I agree. In fact, it's a surprise to me that you have had some last 2 years.
The pet shops around here are awful. My first mice were considered old at 8 months.
Simply because they were so fragile. A lot of them wandered around in circles..
They didn't seem too bright in general, they would have seizures and died if the wind blew the wrong way. Thank goodness they were only pets. You might have more luck with getting a pet from a established breeder, but I don't know many that give pets out easily.


----------



## Number1Sticky

I've gotten them from different places. One of the ones that died at 4 months and the one that died at 11 months I got from Petco at the same time. And the other one that died at 4 months and the one that died at 10 months came from a mouse breeder.

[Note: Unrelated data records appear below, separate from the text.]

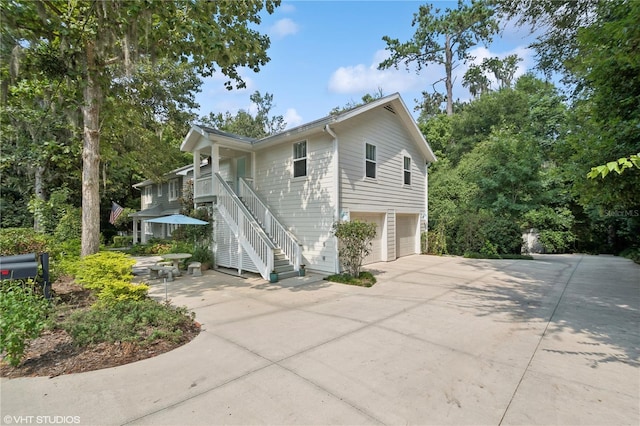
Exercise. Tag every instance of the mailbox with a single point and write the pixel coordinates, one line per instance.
(23, 266)
(18, 271)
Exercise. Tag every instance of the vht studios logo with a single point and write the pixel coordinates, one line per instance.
(622, 213)
(40, 420)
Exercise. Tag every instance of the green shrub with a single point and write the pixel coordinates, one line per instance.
(355, 243)
(22, 241)
(554, 227)
(122, 240)
(23, 316)
(152, 247)
(436, 241)
(365, 279)
(203, 255)
(140, 321)
(109, 275)
(70, 225)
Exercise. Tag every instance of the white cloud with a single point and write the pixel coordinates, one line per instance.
(287, 8)
(284, 27)
(367, 79)
(292, 118)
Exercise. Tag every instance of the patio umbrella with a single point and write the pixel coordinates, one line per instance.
(177, 219)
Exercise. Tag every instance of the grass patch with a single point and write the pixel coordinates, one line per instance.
(366, 279)
(498, 256)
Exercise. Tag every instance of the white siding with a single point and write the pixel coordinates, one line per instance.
(305, 205)
(383, 129)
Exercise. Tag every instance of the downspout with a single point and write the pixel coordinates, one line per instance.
(336, 187)
(426, 206)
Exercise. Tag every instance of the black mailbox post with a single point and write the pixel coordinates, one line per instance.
(25, 266)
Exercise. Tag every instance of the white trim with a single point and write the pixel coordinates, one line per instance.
(299, 159)
(405, 170)
(367, 160)
(174, 189)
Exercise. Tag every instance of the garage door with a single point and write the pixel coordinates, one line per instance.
(406, 225)
(376, 244)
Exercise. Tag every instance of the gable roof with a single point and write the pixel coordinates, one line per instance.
(392, 102)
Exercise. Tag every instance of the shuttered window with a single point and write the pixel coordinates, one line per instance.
(370, 161)
(407, 170)
(300, 159)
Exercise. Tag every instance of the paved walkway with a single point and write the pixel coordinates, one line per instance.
(439, 340)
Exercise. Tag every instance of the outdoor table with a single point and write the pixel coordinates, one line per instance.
(176, 258)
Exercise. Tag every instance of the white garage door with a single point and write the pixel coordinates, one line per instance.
(376, 244)
(406, 225)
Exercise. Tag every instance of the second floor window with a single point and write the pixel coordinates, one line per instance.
(146, 195)
(407, 170)
(174, 189)
(300, 159)
(370, 161)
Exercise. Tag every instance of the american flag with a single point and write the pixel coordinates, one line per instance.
(116, 211)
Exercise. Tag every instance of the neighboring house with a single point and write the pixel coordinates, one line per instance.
(158, 199)
(274, 200)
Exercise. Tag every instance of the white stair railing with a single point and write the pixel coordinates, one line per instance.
(280, 235)
(248, 232)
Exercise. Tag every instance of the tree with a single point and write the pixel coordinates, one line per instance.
(99, 42)
(243, 123)
(618, 166)
(366, 98)
(355, 243)
(475, 80)
(558, 22)
(440, 38)
(502, 69)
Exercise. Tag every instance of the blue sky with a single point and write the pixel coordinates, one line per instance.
(325, 54)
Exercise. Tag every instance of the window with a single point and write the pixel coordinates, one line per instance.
(300, 159)
(171, 228)
(146, 195)
(174, 189)
(370, 161)
(407, 170)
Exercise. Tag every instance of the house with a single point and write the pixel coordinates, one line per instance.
(158, 199)
(274, 200)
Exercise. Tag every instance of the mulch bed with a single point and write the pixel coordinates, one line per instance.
(53, 353)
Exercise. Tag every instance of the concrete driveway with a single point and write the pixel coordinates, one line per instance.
(439, 340)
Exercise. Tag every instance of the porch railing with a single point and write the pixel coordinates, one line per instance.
(250, 235)
(203, 187)
(280, 235)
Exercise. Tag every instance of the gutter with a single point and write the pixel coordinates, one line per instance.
(336, 186)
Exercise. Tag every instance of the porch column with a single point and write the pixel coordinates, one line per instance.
(196, 174)
(135, 231)
(143, 235)
(215, 164)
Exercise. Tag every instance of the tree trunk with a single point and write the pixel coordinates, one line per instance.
(448, 66)
(39, 192)
(91, 159)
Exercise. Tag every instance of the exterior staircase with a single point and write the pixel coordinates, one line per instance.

She mainly bred them for feeders, but she told me they were pet quality. And everything I've ever read about her was good. And everyone recommended her.


----------



## Number1Sticky

Also I forgot to mention. It seems like the last three I got were dwarf (one died at 4 months, one died at 11 months and I still have one). They were about half the size of my other mouse. Even when they were full grown they seemed tiny. I'm not sure if any of that matters, but I thought I'd mention it.

Here are some pictures. Sorry they aren't that great. The gray one with the white spot on her back is the regular sized one.


----------



## moustress

Bedding can affect a mousies's health; never use pine or cedar. Make sure there is sufficient ventilation for ammonia to evaporate between cleanings. Avoid exposing the mousie to too much loud noise, drafts, sunshine, and general commotion.

Even large scale long time show breeders go through periods where meeces seem to have runs of problems that are not attributable to any specific cause, often when there's an abrupt weather change.

Have you been observing any quarantine protocols when adding in new meeces to you population? Do you check them for mites or other parasites?

While I was composing this your latest post showed up...your meeces look generally all right, but a little out of condition. You should be aware that brindle meeces are going to be fat regardless, and you should not restrict the amount of food you give them as it will result in loss of condition and make them more prone to health problems. Your mousies have rough looking coats, not too bad, but they need to be able to eat on demand.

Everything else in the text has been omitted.